Читайте также:  Синдром дефицита внимания у детей до 2 лет

Взаимоотношения с абонентом

Если консультант «зафиксирован» на ситуации, которую предлагает
абонент, он перестает уделять внимание тем процессам, которые
происходят непосредственно между ним и его собеседником. И именно
симптомы «сгорания» могут свидетельствовать о некоторых
особенностях этого взаимодействия. В свою очередь, понимание этих
особенностей будет способствовать более продуктивному, более
рациональному расходу сил во время консультирования.

А. Поиск «подходящих» чувств.

Один из принципов работы на ТЭПП гласит: консультант должен быть
эмпатичным. При этом «эмпатичность» часто превращается в
качество, которым человек должен обладать независимо от
обстоятельств, подобно цвету волос. На деле, способность к
эмпатии (как сопереживанию и способности «вчувствоваться» в
абонента) у одного и того же консультанта различна в каждой
конкретной ситуации, с каждым конкретным абонентом. Она зависит
от многих обстоятельств: начиная от собственного настроения
консультанта, заканчивая выразительными средствами абонента. При
этом важно иметь ввиду, что состояние консультанта не может быть
идентично состоянию абонента.

Конечно, консультант должен уметь «настраиваться на волну»
абонента. Однако означает ли это, что он должен переживать то же,
что и собеседник? В погоне за эмпатией, которую теперь уже стоит
называть «псевдоэмпатией», консультант забывает о не менее важном
принципе — искренности, — ведь «переживать» несуществующие
чувства означает вводить в заблуждение себя и абонента. Но быть
может, эта ложь «свята», так как она необходима абоненту?

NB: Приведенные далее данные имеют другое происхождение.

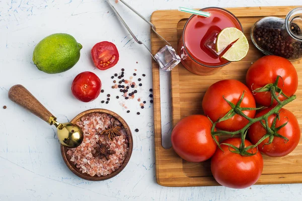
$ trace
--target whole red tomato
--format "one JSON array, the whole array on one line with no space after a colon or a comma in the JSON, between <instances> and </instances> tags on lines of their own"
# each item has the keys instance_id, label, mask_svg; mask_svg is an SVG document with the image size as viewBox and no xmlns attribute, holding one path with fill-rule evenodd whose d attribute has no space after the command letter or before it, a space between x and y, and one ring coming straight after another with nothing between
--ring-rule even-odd
<instances>
[{"instance_id":1,"label":"whole red tomato","mask_svg":"<svg viewBox=\"0 0 302 201\"><path fill-rule=\"evenodd\" d=\"M183 159L202 162L208 159L216 150L211 135L212 123L203 115L192 115L175 126L171 136L174 151ZM218 140L218 137L216 137Z\"/></svg>"},{"instance_id":2,"label":"whole red tomato","mask_svg":"<svg viewBox=\"0 0 302 201\"><path fill-rule=\"evenodd\" d=\"M231 144L239 148L240 138L230 138L222 143ZM252 145L245 140L245 147ZM228 145L221 145L217 149L211 159L211 170L215 179L221 185L230 188L244 188L254 184L258 180L263 169L263 159L260 152L252 156L243 156L232 153L235 151ZM229 150L230 149L230 150ZM256 153L257 148L249 149L249 153Z\"/></svg>"},{"instance_id":3,"label":"whole red tomato","mask_svg":"<svg viewBox=\"0 0 302 201\"><path fill-rule=\"evenodd\" d=\"M91 56L95 66L102 70L114 66L119 58L115 45L108 41L95 44L91 50Z\"/></svg>"},{"instance_id":4,"label":"whole red tomato","mask_svg":"<svg viewBox=\"0 0 302 201\"><path fill-rule=\"evenodd\" d=\"M279 79L278 86L287 96L293 95L298 86L297 71L287 59L277 56L265 56L254 62L247 73L247 85L251 90L255 90L274 83L278 75L282 77ZM254 97L256 102L261 106L271 105L270 91L255 93ZM279 98L284 100L286 98L280 95ZM276 104L274 100L273 106Z\"/></svg>"},{"instance_id":5,"label":"whole red tomato","mask_svg":"<svg viewBox=\"0 0 302 201\"><path fill-rule=\"evenodd\" d=\"M71 85L72 94L83 102L89 102L96 99L101 92L102 82L100 78L91 72L83 72L73 79Z\"/></svg>"},{"instance_id":6,"label":"whole red tomato","mask_svg":"<svg viewBox=\"0 0 302 201\"><path fill-rule=\"evenodd\" d=\"M240 107L255 108L256 104L252 92L239 81L226 79L212 84L207 90L202 100L202 109L204 114L212 121L216 121L232 109L223 97L236 105L244 91L244 97ZM244 111L243 112L251 118L254 118L256 114L255 110ZM248 123L246 119L236 114L228 120L217 123L216 128L225 131L235 131L241 129Z\"/></svg>"},{"instance_id":7,"label":"whole red tomato","mask_svg":"<svg viewBox=\"0 0 302 201\"><path fill-rule=\"evenodd\" d=\"M268 108L263 110L257 114L256 117L262 116L271 109ZM276 128L287 122L287 124L279 131L276 130L275 133L287 138L288 141L286 142L284 139L274 136L271 144L265 144L268 142L269 138L259 144L259 150L271 157L281 157L288 154L296 148L300 140L300 127L294 115L290 111L283 108L281 109L279 113L280 120L276 119L276 125L274 128L272 129L277 130ZM268 117L268 125L270 127L271 127L276 116L276 115L274 114ZM266 133L266 130L259 122L253 124L248 130L249 137L254 144L256 144Z\"/></svg>"}]
</instances>

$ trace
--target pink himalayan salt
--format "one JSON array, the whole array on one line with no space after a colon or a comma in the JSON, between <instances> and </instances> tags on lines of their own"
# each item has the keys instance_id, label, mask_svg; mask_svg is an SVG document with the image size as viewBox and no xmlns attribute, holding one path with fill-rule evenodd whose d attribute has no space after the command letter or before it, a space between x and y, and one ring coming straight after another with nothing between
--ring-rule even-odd
<instances>
[{"instance_id":1,"label":"pink himalayan salt","mask_svg":"<svg viewBox=\"0 0 302 201\"><path fill-rule=\"evenodd\" d=\"M100 134L113 123L117 126L122 126L121 123L111 115L105 113L93 113L82 118L77 123L84 132L84 139L82 144L74 149L68 149L67 154L70 161L83 173L91 176L105 176L118 169L122 165L128 149L128 141L125 129L120 130L122 135L115 137L113 142L110 141L108 136ZM108 161L105 158L95 157L93 153L99 147L97 142L101 140L107 143L110 149L116 152L109 156Z\"/></svg>"}]
</instances>

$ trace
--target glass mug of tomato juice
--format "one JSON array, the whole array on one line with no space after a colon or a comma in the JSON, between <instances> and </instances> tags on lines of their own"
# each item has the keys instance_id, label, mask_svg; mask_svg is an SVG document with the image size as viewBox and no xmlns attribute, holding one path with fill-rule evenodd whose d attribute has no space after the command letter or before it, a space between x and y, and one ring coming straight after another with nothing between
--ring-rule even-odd
<instances>
[{"instance_id":1,"label":"glass mug of tomato juice","mask_svg":"<svg viewBox=\"0 0 302 201\"><path fill-rule=\"evenodd\" d=\"M200 11L209 13L210 16L193 15L188 20L178 43L178 51L187 69L198 75L208 75L231 63L221 57L226 49L216 52L219 33L228 27L235 27L243 32L243 28L235 16L225 9L210 7Z\"/></svg>"}]
</instances>

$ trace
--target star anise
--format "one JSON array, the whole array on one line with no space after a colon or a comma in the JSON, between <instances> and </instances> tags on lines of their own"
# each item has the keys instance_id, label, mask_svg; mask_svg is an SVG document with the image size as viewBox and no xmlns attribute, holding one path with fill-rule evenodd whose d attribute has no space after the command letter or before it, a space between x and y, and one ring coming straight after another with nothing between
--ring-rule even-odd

Действительно, разделяя свои чувства с консультантом, абонент
перестает ощущать себя наедине со своими бедами. Одному всегда
труднее. Но ведь «быть вместе» — это не обязательно «переживать
вместе» или «переживать одно и то же». Есть кризисные абоненты,
которые в самый неподходящий момент могут заявить: «Вам все равно
не понять меня». И правы именно они, а не те консультанты,
которые защищая свою «профессиональную честь», пытаются доказать
обратное себе и другим, выжимая из себя соответствующие чувства,
от чего собственно и «сгорают».

Иногда эффективнее и экономичнее может быть искреннее заявление
типа: «Да, действительно, мне трудно понять, что вы испытываете.
Даже если у меня или знакомых были похожие ситуации, все же это
были другие люди и другие обстоятельства… Могли бы вы подробнее
рассказать то, что происходит с вами?» Услышав такую фразу,
абонент поймет, что на другом конце провода его не пытаются
измерить чужими мерками и принимают уникальность его переживаний.

Б. Борьба с собственными чувствами

Наряду с необходимостью иметь «подходящие» чувства, консультанту
нередко приходится скрывать свои спонтанно возникающие
естественные чувства, которые «не соответствуют ситуации». Немало
«эмоционального топлива» уходит, например, на подавление чувства
раздражения, усталости, злости, возникающих при общении с
абонентом, на скрывание своего неприятия каких-либо качеств
абонента и т.д.

Чаще всего консультант не решается высказывать абонентам подобные
«неподходящие» переживания, руководствуясь формулой «Не вреди!» и
своими представлениями о вреде и пользе. В других случаях
консультант не хочет разрушать установившиеся добрые отношения,
испортить впечатление абонента о себе и службе в целом.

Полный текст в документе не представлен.